In a consolidated legal filing, Microsoft received court approval to seize several servers in Scranton, Penn. and Lombard, Ill. used to control dozens of ZeuS and SpyEye botnets. The company also was granted permission to take control of 800 domains that were used by the crime machines.The company published a video showing a portion of the seizures, conducted late last week with the help of U.S. Marshals.
This is the latest in a string of botnet takedowns executed by Microsoft’s legal team, but it appears to be the first one in which the company invoked the Racketeer Influenced and Corrupt Organizations (RICO) Act.
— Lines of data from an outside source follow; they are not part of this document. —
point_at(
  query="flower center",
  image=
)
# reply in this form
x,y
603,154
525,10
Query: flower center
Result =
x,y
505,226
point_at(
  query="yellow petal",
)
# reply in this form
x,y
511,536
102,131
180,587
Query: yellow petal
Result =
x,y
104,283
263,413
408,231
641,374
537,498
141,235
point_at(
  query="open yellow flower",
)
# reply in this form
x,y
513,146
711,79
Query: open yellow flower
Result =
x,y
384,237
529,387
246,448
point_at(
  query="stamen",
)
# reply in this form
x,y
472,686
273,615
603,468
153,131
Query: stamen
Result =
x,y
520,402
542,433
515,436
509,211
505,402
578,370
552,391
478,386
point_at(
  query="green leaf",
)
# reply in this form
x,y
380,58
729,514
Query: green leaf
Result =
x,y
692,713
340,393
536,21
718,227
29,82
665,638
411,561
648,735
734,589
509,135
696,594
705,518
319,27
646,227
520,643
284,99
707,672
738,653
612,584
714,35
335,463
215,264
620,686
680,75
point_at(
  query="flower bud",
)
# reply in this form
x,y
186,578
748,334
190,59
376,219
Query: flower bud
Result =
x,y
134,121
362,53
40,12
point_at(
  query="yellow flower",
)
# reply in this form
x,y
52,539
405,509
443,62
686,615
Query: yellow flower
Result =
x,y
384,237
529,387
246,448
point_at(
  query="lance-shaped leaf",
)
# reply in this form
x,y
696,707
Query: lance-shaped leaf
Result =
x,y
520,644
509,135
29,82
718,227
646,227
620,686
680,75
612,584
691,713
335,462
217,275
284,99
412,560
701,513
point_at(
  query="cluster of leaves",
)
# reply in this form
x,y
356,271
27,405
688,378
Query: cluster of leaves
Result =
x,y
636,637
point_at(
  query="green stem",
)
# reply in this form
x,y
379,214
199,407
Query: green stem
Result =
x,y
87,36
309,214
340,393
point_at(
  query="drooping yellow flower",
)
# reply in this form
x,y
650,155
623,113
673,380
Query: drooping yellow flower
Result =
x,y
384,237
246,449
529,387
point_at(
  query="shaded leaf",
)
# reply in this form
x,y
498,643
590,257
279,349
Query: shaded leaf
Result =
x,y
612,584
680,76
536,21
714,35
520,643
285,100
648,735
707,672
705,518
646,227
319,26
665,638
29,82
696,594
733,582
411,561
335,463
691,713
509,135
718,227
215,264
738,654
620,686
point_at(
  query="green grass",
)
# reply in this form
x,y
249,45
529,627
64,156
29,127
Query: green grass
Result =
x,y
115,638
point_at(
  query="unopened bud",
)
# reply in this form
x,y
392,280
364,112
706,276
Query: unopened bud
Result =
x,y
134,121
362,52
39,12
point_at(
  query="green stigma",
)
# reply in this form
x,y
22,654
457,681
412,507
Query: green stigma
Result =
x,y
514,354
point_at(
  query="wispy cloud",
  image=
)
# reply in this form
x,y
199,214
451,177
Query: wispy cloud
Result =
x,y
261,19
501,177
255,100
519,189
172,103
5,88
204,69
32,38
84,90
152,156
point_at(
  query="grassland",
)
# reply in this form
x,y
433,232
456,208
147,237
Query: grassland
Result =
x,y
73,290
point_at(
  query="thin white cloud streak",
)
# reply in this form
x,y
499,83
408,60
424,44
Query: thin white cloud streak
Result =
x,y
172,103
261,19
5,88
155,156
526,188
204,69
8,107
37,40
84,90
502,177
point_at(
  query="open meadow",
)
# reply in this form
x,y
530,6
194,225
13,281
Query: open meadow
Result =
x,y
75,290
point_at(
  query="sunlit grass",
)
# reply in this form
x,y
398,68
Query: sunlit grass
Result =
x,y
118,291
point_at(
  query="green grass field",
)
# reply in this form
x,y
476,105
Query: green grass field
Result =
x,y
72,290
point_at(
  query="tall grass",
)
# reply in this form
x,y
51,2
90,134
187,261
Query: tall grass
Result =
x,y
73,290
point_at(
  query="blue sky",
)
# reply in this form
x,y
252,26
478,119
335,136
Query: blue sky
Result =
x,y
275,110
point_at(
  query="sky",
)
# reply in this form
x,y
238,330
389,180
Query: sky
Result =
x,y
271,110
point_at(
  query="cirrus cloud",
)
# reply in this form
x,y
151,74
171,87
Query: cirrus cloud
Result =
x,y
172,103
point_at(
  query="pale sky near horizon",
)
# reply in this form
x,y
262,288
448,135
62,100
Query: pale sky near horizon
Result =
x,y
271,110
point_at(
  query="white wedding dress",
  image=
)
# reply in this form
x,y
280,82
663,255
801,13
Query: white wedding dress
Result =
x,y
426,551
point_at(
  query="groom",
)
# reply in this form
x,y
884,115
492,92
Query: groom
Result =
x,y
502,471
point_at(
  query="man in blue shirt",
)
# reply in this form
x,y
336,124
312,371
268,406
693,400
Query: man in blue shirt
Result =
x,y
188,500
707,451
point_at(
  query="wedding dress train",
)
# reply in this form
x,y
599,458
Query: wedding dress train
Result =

“The RICO Act is often associated with cases against organized crime; the same is true in applying the civil section of the law to this case against what we believe is an organization of people behind the Zeus family of botnets,” wrote Richard Boscovich, senior attorney for Microsoft’s Digital Crimes Unit. “By incorporating the use of the RICO Act, we were able to pursue a consolidated civil case against everyone associated with the Zeus criminal operation, even if those involved in the “organization” were not necessarily part of the core enterprise.”
It’s too soon to say how much of an impact this effort will have, or whether it will last long. Previous takedowns by Microsoft — such as its targeting of the Kelihos botnet last fall — have produced mixed results. There also are indications that this takedown may have impacted legitimate — albeit hacked — sites that crooks were using in their botnet operations. According to data recorded by Abuse.ch, a Swiss security site that tracks ZeuS and SpyEye control servers, some of the domains Microsoft seized appear to belong to legitimate businesses whose sites were compromised and used to host components of the malware infrastructure. Among them is a site in Italy that sells iPhone cases, a Thai social networking forum, and a site in San Diego that teaches dance lessons.
The effort also shines a spotlight on an elusive group of cyber thieves operating out of Ukraine who have been tagged as the brains behind a great deal of the ebanking losses over the past five years, including the authors of ZeuS (Slavik/Monstr) and SpyEye (Harderman/Gribodemon), both identities that were outed on this blog more than 18 months ago. Over the past few years, KrebsOnSecurity has amassed a virtual treasure trove of data about these and other individuals named in the complaint. Look for a follow-up piece with more details on these actors.
A breakdown of the court documents related to this case is available at zeuslegalnotice.com.